Phase 3: Make script rewriters fragment-safe for streaming#591
Phase 3: Make script rewriters fragment-safe for streaming#591aram356 wants to merge 8 commits intofeature/streaming-pipeline-phase2from
Conversation
prk-Jr
left a comment
There was a problem hiding this comment.
Summary
Phase 3 completes the streaming pipeline by making NextJsNextDataRewriter and GoogleTagManagerIntegration fragment-safe via Mutex<String> accumulation, removing the buffered adapter fallback from Phase 1, and introducing a 2xx streaming gate in publisher.rs. The implementation is correct, WASM-safe (Mutex is a no-op on single-threaded wasm32-wasip1), and the Keep-after-accumulation bug fix has a precisely targeted regression test. No blocking issues.
Non-blocking
🤔 thinking
- Streaming gate tests verify the formula, not the function — see inline comment at
publisher.rs
♻️ refactor
- GTM uninit-variable pattern —
let full_content; let text = if...(google_tag_manager.rs:503) - GTM indirect accumulation check —
text.len() != content.len()(google_tag_manager.rs:522)
📝 note
accumulated_texton the sharedArc— google_tag_manager.rs:138
👍 praise
- Keep-after-accumulation fix + targeted regression test — script_rewriter.rs:89
- Performance results in the PR description — 35% TTFB / 37% DOM Complete improvements backed by a named methodology, metric definitions, and causal explanation. Well above the usual PR description standard.
CI Status
- browser integration tests: PASS
- integration tests: PASS
- prepare integration artifacts: PASS
crates/trusted-server-core/src/integrations/google_tag_manager.rs
Outdated
Show resolved
Hide resolved
crates/trusted-server-core/src/integrations/google_tag_manager.rs
Outdated
Show resolved
Hide resolved
ChristianPavilonis
left a comment
There was a problem hiding this comment.
Review Summary
This is a well-executed PR. No blocking issues found. The P2 items below are genuine improvements but none are required for merge. CI is all green (3/3 checks passing).

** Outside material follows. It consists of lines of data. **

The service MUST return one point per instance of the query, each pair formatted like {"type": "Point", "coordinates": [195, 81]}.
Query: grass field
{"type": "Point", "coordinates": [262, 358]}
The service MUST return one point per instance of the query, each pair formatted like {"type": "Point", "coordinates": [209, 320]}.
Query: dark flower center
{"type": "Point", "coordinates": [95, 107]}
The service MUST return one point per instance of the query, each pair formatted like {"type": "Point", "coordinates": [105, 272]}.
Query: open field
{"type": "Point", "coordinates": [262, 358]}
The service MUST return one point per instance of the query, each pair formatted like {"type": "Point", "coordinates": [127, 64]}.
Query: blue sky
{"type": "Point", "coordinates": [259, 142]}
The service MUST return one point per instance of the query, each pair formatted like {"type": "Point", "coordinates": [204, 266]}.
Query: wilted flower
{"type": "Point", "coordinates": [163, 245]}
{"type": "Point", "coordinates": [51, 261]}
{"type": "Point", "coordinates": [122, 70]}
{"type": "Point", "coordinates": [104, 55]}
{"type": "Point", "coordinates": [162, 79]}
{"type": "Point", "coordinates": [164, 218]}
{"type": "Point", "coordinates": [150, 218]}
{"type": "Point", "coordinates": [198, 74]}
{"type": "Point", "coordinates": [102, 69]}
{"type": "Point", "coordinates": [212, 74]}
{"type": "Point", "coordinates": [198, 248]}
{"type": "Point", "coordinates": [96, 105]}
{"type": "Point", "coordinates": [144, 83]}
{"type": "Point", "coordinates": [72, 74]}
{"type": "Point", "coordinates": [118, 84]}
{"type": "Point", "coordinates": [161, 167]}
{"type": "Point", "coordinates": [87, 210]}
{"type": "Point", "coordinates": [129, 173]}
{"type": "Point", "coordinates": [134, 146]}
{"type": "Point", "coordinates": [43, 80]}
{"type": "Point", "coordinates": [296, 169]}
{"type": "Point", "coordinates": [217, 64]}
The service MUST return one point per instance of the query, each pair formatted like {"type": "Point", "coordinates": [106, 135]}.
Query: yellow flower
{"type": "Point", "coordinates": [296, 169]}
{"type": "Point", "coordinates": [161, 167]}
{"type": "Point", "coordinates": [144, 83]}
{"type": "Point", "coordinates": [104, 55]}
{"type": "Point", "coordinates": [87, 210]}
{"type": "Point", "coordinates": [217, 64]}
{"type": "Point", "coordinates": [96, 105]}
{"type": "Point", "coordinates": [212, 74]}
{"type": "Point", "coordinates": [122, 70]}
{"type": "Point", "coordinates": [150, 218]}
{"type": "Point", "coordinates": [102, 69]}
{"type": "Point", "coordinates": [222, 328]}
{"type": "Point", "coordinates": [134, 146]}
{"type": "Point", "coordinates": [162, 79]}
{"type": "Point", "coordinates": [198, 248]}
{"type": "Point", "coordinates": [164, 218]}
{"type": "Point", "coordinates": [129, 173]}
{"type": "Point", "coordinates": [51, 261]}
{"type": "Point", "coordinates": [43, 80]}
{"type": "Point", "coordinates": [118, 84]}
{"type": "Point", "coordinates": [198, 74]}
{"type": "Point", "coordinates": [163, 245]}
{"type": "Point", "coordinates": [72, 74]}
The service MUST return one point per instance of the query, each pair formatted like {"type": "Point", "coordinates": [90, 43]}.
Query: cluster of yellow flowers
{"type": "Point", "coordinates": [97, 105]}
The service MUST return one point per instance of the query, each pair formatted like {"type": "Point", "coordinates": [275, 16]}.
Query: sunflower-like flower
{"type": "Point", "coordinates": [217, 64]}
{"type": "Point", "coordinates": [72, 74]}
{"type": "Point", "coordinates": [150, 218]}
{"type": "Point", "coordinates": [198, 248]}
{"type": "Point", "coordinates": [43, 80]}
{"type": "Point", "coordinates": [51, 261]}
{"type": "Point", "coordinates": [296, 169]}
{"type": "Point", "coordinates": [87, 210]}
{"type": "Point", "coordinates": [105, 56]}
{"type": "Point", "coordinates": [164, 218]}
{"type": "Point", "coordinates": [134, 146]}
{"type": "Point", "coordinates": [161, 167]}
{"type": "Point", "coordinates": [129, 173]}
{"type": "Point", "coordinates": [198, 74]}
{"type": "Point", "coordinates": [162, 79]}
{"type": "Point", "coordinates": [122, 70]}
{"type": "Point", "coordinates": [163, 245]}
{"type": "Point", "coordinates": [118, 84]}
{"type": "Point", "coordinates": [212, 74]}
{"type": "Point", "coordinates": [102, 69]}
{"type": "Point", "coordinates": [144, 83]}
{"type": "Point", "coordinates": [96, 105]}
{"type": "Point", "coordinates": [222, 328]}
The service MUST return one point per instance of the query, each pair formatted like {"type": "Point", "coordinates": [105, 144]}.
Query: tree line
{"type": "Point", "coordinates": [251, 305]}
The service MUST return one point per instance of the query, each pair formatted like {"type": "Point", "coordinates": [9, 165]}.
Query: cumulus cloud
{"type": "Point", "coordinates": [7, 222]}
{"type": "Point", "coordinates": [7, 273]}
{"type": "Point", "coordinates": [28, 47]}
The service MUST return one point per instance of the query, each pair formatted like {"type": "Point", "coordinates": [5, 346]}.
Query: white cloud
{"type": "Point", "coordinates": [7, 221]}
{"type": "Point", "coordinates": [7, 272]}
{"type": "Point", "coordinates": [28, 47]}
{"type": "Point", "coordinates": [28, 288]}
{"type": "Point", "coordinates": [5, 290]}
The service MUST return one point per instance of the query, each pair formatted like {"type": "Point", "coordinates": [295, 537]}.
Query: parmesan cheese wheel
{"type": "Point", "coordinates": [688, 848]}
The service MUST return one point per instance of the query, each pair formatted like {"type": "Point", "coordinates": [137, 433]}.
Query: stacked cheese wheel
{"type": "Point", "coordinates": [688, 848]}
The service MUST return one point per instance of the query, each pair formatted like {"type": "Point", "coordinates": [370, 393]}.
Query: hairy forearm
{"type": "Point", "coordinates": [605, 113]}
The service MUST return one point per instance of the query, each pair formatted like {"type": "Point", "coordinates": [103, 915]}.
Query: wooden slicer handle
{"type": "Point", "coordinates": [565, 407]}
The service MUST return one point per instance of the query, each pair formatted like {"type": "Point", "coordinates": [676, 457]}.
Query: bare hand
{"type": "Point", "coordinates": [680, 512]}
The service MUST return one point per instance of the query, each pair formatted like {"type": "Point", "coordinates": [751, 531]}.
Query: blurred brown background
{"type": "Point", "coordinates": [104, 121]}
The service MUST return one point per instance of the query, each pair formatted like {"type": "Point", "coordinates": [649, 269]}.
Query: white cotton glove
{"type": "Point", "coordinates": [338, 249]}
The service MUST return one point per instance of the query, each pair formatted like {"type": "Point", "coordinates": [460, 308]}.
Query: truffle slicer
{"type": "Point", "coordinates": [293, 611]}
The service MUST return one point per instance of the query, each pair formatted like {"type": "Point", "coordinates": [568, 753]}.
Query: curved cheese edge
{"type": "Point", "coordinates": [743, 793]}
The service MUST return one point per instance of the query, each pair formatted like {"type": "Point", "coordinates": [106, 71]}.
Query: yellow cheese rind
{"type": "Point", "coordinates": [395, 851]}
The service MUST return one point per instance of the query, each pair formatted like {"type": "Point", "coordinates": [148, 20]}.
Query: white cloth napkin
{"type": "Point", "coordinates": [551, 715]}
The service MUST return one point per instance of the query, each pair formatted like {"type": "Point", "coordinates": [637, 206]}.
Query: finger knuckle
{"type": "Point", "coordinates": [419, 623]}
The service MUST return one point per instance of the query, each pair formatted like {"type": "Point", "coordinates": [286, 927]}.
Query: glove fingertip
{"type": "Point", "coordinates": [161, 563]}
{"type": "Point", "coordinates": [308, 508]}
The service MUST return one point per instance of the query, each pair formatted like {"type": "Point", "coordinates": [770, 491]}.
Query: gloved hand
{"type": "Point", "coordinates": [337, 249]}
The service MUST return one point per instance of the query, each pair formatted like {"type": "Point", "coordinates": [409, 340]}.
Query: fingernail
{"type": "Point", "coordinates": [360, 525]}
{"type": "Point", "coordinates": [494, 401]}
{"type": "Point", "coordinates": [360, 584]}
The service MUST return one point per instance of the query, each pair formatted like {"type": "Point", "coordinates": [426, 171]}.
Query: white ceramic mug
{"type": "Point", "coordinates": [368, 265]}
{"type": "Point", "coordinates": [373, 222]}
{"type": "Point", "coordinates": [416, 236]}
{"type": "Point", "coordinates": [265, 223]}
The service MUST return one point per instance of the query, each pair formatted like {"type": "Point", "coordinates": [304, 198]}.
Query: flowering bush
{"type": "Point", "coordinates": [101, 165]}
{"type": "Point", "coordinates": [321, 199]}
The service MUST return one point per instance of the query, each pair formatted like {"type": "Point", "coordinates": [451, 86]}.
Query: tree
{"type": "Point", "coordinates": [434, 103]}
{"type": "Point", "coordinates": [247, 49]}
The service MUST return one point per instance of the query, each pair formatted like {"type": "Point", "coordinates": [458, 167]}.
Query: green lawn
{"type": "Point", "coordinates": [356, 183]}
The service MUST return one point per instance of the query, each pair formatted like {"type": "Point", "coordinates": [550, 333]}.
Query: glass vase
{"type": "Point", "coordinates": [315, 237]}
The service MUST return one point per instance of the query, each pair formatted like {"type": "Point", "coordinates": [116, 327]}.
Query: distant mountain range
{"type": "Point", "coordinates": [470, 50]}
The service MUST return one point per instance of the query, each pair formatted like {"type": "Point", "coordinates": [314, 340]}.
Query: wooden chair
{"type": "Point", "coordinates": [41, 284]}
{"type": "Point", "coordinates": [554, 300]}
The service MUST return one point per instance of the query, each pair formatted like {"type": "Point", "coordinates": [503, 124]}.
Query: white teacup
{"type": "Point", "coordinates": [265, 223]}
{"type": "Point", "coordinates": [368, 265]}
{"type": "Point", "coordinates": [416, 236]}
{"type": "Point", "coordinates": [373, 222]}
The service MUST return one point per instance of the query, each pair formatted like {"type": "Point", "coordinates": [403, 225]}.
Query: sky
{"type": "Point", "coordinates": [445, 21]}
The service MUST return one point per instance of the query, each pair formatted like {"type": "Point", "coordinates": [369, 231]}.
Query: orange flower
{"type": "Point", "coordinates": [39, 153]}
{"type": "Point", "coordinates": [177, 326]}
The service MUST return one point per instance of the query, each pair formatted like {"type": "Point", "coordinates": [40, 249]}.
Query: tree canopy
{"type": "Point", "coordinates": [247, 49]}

The PR cleanly completes Phase 3 of the streaming pipeline — making NextJsNextDataRewriter and GoogleTagManagerIntegration fragment-safe for lol_html text node splitting, removing the buffered adapter fallback, and adding a 2xx streaming gate.
Highlights
- Keep-after-accumulation bug fix is precisely handled with a targeted regression test
- Small-chunk (32-byte) pipeline regression tests catch fragmentation bugs end-to-end
- Clean surgical removal of buffered mode
- 2xx streaming gate is a smart defensive measure
- Excellent engineering documentation of performance methodology and results
P2 — rsc_placeholders.rs fragmentation strategy undocumented
🤔 The RSC placeholder rewriter (crates/trusted-server-core/src/integrations/nextjs/rsc_placeholders.rs around lines 57-64) skips fragmented scripts entirely (returns Keep for intermediate fragments), deferring to the post-processor. This is a valid approach since it has a post-processor fallback. However, it's worth documenting this as a deliberate design choice vs. the accumulation pattern used by the GTM and NextData rewriters in this PR. A brief comment there would help future maintainers understand why this rewriter doesn't use the same accumulation approach.
P3 — Minor
- ⛏ Spec still references Phase 1 workaround:
docs/superpowers/specs/2026-03-25-streaming-response-design.mdaround lines 230-231 still references the Phase 1 workaround in the "Files Changed" section — should be updated to reflect that all script rewriters are now fragment-safe. - ⛏ Performance results duplicated in 3 places: PR description, plan doc, and spec doc all contain the same performance numbers. Minor maintenance concern if numbers are updated later.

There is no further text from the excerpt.